Accumulated knowledge

Accumulated knowledge, the wide array of shit I've learned over the years.

Much of it has felt useless, but suddenly it's clicking, coming into play.

I'm reading Freakonomics. I like it; it's well written, and it makes a strong case for its arguments, in some respects.

But it also makes a lot of underlying assumptions that don't go analyzed. And it leaves out other information that would counter their point.

I only notice these things because of accumulated knowledge and years of political growth and perhaps just getting older.

The author wrote about increased imprisonment causing reductions in crime rates. And it said that everyone benefits, but it ignored an entire sect of the population that was going to prison, people that were not benefited.
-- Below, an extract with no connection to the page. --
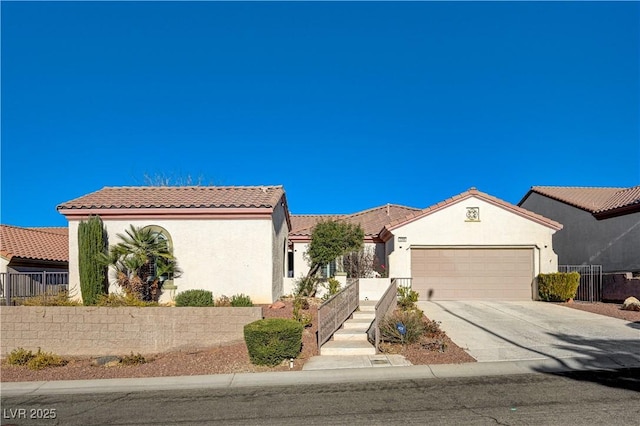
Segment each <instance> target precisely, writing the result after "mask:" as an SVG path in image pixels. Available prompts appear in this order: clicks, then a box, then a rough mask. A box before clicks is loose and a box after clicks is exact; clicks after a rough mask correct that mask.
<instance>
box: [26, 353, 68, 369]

People convicted of crimes, even if they completely deserve a sentence, still aren't likely benefited (in their own eyes) by prison. Certainly not all of them.

It makes lots of assumptions that are stated as known facts. And because there are so many statements in there which do seem to be well-substantiated, the other claims are easy to just accept.

(Such as writing "people that were not benefited" above. I don't know that, I just think it. It's an argument, not a fact.)

Until something is written that I know additional information about, or that just doesn't hit right.

The extremely long chapter on baby names closes with:

What the California names data suggest is that an overwhelming number of parents use a name to signal their own expectations of how successful their children will be.

"use a name to signal"

I'm naming my baby Fred because I think Fred will be successful in life.

"use a name to signal" suggests intent, and there are no sources provided to substantiate that.

There are sources discussed for data about how many babies were named what names. None of those sources are said to include information about a parents' intent when naming their child, except one or two anecdotes, and those anecdotes don't support the conclusion!

One mother named her daughter Temptress because she misheard someone's name & miscopied it, and didn't know what a "temptress" was.

She did not name her daughter Temptress because she expected her daughter to be a temptress, per the authors' own words!

I have a better example for the accumulated knowledge thing, but I can't remember what it was. Ugh.

I still like the book. But I have to be more critical reading it than I realized when it was talking about sumo wrestlers and teachers cheating on SATs and a corporate bagel delivery business, things I know nothing about.

When it got onto abortion and crime and prison and other stuff I'm more informed on, some stuff wasn't sitting right, like oh buddy you're missing something important in your analysis.

I feel misled because I originally expected some kind of "objective economist" perspective. There's surely no such thing.

But I learned & kept reading. I'm happy to hear the arguments, and there's much on which I agree with the authors, a lot that does seem right.